Rien n’est encore joué

Comme toutes les nations en lice dans ces championnats du monde, les grands favoris danois n’ont pas encore envoyé leurs deux meilleures cartouches. Pour autant, saluons tout de même la belle performance de Nanna Merrald Rasmussen et son expérimenté Blue Hors Zack (Rousseau), que l’on n’a que très rarement vu en compétition depuis les Jeux olympiques de Tokyo. Tous les deux ont signé une reprise notée à 76.724% ici au Danemark… Soit leur record personnel. « Il a seulement fait deux compétitions depuis Tokyo. Notamment car il a été très pris par la saison de monte. Mais vous savez, il a déjà fait tellement de concours… Si j’en fait trop, il va se lasser et ce n’est pas le but. Je souhaite qu’il reste frais et heureux d’aller en concours, d’entrer en piste. C’était vraiment le programme cette année, de ne pas faire trop de concours. Nous ne sommes pas allés à Aix-la-Chapelle car nous avons fait les championnats danois au mois de juin, où il a vraiment été génial. Il a dix-huit ans, nous ne savions pas s’il allait encore pouvoir faire partie de l’équipe… Mais il a encore tellement d’énergie, il est incroyable ! Avant de venir ici, nous avons donc garder la même routine : peu de concours avant et juste un travail de base à la maison. C’était ça le programme. C’est absolument incroyable de réaliser mon record personnel ici, devant le public danois, et avec Zack. Je suis si fière, si heureuse. Ici, l’atmosphère est incroyable, tout comme le public qui nous a applaudis sur la dernière ligne alors que normalement cela n’arrive que lors des reprises libres en musique. J’ai senti les larmes montées et venir sur mon visage », a confié la cavalière en sortie de piste. Quelques heures plus tard, le duo a été imité par ses compatriotes Carina Cassøe Krüth et Heiline’s Danciera (Furstenball OLD), sorties de piste avec 76.863%.

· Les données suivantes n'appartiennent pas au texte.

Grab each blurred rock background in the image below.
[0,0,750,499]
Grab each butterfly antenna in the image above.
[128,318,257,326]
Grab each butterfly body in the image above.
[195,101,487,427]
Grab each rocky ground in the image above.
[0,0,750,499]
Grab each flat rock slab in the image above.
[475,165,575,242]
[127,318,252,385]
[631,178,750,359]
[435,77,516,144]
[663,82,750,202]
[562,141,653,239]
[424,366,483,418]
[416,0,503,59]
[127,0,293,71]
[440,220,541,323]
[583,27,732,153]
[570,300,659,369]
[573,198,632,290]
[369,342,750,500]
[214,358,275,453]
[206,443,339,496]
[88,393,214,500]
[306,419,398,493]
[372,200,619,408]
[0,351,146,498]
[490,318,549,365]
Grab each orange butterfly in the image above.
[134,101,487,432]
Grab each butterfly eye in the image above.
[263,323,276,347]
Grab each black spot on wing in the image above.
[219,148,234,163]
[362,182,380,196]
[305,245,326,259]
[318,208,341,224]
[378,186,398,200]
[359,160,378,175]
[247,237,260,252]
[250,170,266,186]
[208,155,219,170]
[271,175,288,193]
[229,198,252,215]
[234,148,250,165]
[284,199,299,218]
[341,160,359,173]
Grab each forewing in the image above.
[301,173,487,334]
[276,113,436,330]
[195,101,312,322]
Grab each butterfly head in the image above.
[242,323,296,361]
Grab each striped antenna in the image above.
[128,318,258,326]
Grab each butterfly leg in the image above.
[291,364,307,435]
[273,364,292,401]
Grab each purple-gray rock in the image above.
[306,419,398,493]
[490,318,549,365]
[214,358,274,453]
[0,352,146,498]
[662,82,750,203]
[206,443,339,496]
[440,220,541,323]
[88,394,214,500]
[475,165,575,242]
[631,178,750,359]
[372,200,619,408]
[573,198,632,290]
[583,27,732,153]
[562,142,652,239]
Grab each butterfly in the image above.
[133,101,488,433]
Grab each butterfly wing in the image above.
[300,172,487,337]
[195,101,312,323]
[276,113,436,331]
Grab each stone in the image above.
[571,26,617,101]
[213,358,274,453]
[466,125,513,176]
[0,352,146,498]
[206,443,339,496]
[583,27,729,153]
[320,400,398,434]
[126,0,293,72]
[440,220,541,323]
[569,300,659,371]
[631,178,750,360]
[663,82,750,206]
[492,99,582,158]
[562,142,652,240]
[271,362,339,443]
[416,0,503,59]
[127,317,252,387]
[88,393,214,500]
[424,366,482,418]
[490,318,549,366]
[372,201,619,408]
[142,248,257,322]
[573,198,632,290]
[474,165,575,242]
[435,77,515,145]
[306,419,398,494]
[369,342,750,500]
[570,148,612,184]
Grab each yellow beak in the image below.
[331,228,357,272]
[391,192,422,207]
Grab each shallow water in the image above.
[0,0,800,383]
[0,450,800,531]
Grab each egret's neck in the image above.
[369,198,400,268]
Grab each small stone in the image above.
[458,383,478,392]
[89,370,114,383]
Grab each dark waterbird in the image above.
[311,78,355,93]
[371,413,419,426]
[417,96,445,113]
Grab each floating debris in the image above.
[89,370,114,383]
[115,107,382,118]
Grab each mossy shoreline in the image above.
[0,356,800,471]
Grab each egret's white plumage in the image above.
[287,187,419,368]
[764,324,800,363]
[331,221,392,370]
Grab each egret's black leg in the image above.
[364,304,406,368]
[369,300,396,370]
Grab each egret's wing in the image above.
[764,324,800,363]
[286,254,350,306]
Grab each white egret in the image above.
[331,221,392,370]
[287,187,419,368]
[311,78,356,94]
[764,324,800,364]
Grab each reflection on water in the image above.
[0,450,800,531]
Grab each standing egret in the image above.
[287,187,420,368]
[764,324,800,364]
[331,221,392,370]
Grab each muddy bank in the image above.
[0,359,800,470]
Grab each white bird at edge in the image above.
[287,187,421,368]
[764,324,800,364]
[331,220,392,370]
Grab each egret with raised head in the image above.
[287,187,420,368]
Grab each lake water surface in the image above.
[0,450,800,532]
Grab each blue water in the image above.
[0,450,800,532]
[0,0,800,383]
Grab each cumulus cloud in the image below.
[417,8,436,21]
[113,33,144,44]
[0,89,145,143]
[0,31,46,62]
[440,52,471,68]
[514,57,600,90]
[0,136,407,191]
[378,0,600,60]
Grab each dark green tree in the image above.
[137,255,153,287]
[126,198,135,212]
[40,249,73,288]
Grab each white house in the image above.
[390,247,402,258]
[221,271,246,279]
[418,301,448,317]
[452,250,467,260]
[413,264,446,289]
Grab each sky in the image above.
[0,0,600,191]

Souvent cités comme grands favoris de cette échéance, nul doute que les dresseurs danois parviendront à se distinguer demain, après les reprises de Cathrine Dufour et Vamos Amigos (Vitalis) ainsi que Daniel Bachmann-Andersen et Marshall-Bell (Blue Hors Don Romantic), mais aussi malgré la pression qui pèse sur leurs épaules. « Je dois dire que les deux derniers mois, à chaque fois que j’ouvrais mon compte Instagram ou Facebook, il y avait une photo de notre équipe à Aix-la-Chapelle. Je lisais partout "Est-ce que les Danois peuvent gagner ?"... Il y a de la pression mais, en même temps, la seule chose que nous pouvons faire est donner le meilleur de nous-mêmes et si nous montrons la meilleure version de nous-mêmes. Si cela ne suffit pas cela veut dire que ce n’était pas assez depuis le début », a affirmé Carina Cassøe Krüth. Quoi qu’il en soit, n’oublions pas que le classement du jour n’est que très provisoire et que, comme le dictent elles-mêmes les lois du sport, tout peut encore arriver…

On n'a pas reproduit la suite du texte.